The Association of Financial Advisers (AFA) has backed the removal of the stamping fee exemption arguing that very few financial advisers have ever utilised the regime but have nonetheless been blamed for exploiting a loophole.
In a submission to Treasury, the AFA has lined up with the Financial Planning Association in suggesting that the stamping fee exemption runs contrary to the Future of Financial Advice (FoFA) rules and that the AFA supports those rules.
“Whilst we do not support an exemption for capital raisings for investment entities, we do support the continuation of the original November 2012 exemption that applied for capital raisings for operating companies, which we believe supports the capital markets and investment in Australian companies,” the AFA submission said.

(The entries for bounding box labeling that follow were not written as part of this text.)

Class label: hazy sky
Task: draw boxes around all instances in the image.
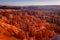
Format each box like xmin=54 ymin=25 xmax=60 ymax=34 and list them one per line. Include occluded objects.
xmin=0 ymin=0 xmax=60 ymax=6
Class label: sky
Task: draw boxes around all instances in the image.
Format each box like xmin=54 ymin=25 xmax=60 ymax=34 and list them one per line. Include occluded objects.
xmin=0 ymin=0 xmax=60 ymax=6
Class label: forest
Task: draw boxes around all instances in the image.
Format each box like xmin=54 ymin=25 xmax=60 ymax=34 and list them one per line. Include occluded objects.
xmin=0 ymin=8 xmax=60 ymax=40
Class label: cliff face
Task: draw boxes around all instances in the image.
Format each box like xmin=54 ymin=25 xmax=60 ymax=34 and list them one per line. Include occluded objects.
xmin=0 ymin=9 xmax=60 ymax=40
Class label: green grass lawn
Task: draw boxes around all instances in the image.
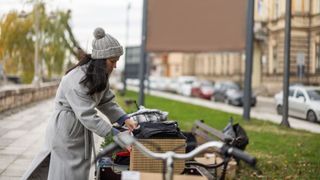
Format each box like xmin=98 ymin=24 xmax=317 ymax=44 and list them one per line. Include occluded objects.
xmin=117 ymin=91 xmax=320 ymax=179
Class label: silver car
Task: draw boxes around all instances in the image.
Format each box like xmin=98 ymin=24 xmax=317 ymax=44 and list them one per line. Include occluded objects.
xmin=275 ymin=86 xmax=320 ymax=122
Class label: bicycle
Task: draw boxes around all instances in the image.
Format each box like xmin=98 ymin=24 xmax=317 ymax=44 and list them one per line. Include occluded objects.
xmin=95 ymin=133 xmax=256 ymax=180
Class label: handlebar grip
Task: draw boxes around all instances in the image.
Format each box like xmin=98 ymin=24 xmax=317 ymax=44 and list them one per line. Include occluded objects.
xmin=223 ymin=145 xmax=257 ymax=167
xmin=95 ymin=143 xmax=122 ymax=161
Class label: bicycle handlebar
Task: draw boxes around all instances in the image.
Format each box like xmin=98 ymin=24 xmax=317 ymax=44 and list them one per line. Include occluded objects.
xmin=221 ymin=144 xmax=257 ymax=167
xmin=96 ymin=133 xmax=256 ymax=166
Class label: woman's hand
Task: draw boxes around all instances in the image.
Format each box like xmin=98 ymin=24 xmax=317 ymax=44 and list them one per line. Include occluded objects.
xmin=124 ymin=118 xmax=137 ymax=132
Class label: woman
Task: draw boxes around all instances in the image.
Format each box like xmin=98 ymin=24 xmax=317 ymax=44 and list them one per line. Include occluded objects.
xmin=22 ymin=28 xmax=136 ymax=180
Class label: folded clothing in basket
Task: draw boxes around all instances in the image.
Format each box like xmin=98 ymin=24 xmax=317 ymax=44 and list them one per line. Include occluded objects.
xmin=133 ymin=121 xmax=185 ymax=139
xmin=128 ymin=106 xmax=168 ymax=124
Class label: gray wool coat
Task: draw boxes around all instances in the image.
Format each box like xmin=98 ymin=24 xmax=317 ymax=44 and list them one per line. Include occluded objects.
xmin=22 ymin=65 xmax=125 ymax=180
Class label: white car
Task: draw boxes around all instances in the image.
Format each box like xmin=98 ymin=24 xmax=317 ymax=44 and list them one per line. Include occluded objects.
xmin=177 ymin=76 xmax=197 ymax=96
xmin=275 ymin=86 xmax=320 ymax=122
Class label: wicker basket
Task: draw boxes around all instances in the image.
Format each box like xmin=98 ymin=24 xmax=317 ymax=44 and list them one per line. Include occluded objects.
xmin=130 ymin=139 xmax=186 ymax=174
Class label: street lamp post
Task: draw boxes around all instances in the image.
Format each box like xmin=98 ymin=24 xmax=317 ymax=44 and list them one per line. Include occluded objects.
xmin=32 ymin=3 xmax=41 ymax=87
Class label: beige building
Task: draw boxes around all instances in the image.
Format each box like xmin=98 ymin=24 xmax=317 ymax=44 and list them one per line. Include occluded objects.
xmin=151 ymin=0 xmax=320 ymax=95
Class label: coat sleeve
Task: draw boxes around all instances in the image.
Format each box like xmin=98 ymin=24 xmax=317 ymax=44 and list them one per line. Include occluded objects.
xmin=65 ymin=88 xmax=111 ymax=137
xmin=97 ymin=90 xmax=126 ymax=123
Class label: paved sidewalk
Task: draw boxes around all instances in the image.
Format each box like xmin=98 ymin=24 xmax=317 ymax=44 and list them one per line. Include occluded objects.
xmin=128 ymin=86 xmax=320 ymax=133
xmin=0 ymin=99 xmax=102 ymax=180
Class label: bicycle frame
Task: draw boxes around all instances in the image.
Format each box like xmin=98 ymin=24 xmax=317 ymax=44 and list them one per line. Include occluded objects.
xmin=114 ymin=133 xmax=224 ymax=180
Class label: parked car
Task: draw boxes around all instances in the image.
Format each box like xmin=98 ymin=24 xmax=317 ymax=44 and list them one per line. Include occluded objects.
xmin=274 ymin=86 xmax=320 ymax=122
xmin=177 ymin=76 xmax=197 ymax=96
xmin=226 ymin=89 xmax=257 ymax=106
xmin=191 ymin=80 xmax=214 ymax=100
xmin=212 ymin=81 xmax=257 ymax=106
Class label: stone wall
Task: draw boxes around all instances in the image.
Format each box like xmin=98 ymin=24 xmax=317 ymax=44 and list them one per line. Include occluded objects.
xmin=0 ymin=82 xmax=59 ymax=112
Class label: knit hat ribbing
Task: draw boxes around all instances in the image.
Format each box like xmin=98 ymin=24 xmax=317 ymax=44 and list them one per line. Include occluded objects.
xmin=91 ymin=27 xmax=123 ymax=59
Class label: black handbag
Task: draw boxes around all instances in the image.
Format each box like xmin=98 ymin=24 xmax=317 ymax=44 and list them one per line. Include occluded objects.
xmin=223 ymin=119 xmax=249 ymax=150
xmin=133 ymin=121 xmax=185 ymax=139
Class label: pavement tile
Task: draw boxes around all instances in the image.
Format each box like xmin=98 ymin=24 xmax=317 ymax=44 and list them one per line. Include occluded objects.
xmin=0 ymin=151 xmax=16 ymax=169
xmin=0 ymin=137 xmax=15 ymax=150
xmin=2 ymin=130 xmax=28 ymax=138
xmin=0 ymin=175 xmax=21 ymax=180
xmin=1 ymin=167 xmax=27 ymax=177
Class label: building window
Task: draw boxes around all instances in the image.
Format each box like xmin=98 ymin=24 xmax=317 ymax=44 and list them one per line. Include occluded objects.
xmin=294 ymin=0 xmax=303 ymax=14
xmin=274 ymin=0 xmax=280 ymax=19
xmin=272 ymin=46 xmax=278 ymax=74
xmin=316 ymin=43 xmax=320 ymax=73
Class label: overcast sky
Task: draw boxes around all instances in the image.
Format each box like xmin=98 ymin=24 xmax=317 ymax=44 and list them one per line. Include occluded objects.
xmin=0 ymin=0 xmax=142 ymax=68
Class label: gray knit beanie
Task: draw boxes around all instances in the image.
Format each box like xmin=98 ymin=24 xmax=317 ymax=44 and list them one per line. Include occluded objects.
xmin=91 ymin=27 xmax=123 ymax=59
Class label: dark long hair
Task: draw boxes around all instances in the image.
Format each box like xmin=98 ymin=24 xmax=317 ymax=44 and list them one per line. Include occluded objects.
xmin=66 ymin=54 xmax=108 ymax=95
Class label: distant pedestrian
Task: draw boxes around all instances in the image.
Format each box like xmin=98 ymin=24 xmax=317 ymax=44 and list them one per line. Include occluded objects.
xmin=22 ymin=28 xmax=136 ymax=180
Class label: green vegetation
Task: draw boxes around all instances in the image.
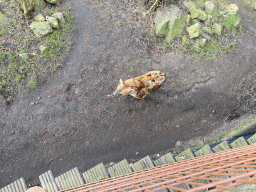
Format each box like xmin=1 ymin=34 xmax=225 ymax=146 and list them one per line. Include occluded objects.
xmin=0 ymin=0 xmax=74 ymax=100
xmin=131 ymin=64 xmax=135 ymax=72
xmin=191 ymin=117 xmax=256 ymax=149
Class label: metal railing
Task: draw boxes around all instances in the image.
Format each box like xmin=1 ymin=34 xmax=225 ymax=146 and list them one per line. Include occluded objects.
xmin=59 ymin=144 xmax=256 ymax=192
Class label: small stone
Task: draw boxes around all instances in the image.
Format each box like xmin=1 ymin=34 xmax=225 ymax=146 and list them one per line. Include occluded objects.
xmin=187 ymin=23 xmax=202 ymax=39
xmin=46 ymin=0 xmax=59 ymax=4
xmin=202 ymin=27 xmax=212 ymax=35
xmin=197 ymin=10 xmax=207 ymax=21
xmin=185 ymin=15 xmax=191 ymax=25
xmin=30 ymin=21 xmax=53 ymax=38
xmin=189 ymin=7 xmax=201 ymax=19
xmin=0 ymin=11 xmax=7 ymax=25
xmin=19 ymin=53 xmax=29 ymax=60
xmin=251 ymin=1 xmax=256 ymax=10
xmin=39 ymin=45 xmax=48 ymax=55
xmin=35 ymin=13 xmax=45 ymax=21
xmin=181 ymin=35 xmax=190 ymax=46
xmin=46 ymin=16 xmax=59 ymax=29
xmin=233 ymin=17 xmax=241 ymax=28
xmin=212 ymin=23 xmax=222 ymax=36
xmin=204 ymin=15 xmax=212 ymax=26
xmin=202 ymin=32 xmax=211 ymax=41
xmin=184 ymin=1 xmax=196 ymax=10
xmin=109 ymin=162 xmax=115 ymax=166
xmin=52 ymin=12 xmax=65 ymax=22
xmin=226 ymin=4 xmax=238 ymax=14
xmin=175 ymin=141 xmax=182 ymax=147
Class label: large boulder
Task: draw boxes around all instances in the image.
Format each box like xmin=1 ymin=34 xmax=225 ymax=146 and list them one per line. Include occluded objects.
xmin=154 ymin=5 xmax=185 ymax=43
xmin=187 ymin=23 xmax=202 ymax=39
xmin=226 ymin=4 xmax=238 ymax=14
xmin=30 ymin=21 xmax=53 ymax=38
xmin=0 ymin=11 xmax=7 ymax=25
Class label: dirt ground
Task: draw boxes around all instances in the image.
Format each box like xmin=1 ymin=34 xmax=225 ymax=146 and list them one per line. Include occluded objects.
xmin=0 ymin=0 xmax=256 ymax=188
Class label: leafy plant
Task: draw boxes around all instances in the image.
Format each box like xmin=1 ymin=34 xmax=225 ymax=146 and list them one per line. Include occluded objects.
xmin=222 ymin=14 xmax=240 ymax=29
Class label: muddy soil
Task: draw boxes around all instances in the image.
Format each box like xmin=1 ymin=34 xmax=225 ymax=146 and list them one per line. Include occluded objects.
xmin=0 ymin=0 xmax=256 ymax=188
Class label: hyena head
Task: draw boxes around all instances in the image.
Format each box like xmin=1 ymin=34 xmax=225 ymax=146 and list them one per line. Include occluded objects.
xmin=112 ymin=79 xmax=124 ymax=97
xmin=112 ymin=79 xmax=134 ymax=97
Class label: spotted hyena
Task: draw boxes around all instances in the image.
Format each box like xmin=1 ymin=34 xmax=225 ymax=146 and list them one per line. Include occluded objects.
xmin=112 ymin=71 xmax=165 ymax=99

However it said that, in supporting this tighter application of stamping fees, it was important to note that “we do not believe that this is applicable to our members, since it appears that they are not utilising it”.
“It is our view that the availability of the stamping fees exemption for investment vehicles, such as listed investment companies and listed investment trusts, creates an unlevel playing field, since the receipt of similar benefits for the placement of investments into unlisted investment vehicles is not permitted under the FoFA legislation,” it said.
“The AFA supports the FoFA ban on the payment of conflicted remuneration on the recommendation of investment products. We therefore support amending the stamping fee exemption, so that it is once again restricted to operating businesses and excludes investment entities.”
“In the context that very few financial advisers utilise the stamping fee exemption, it has been a source of significant concern to our members, that the media has suggested that this exemption is a loophole that has been exploited by financial advisers. This is, in our view, an incorrect characterisation of this issue, and unfortunately another case where financial advisers have been unfairly treated.”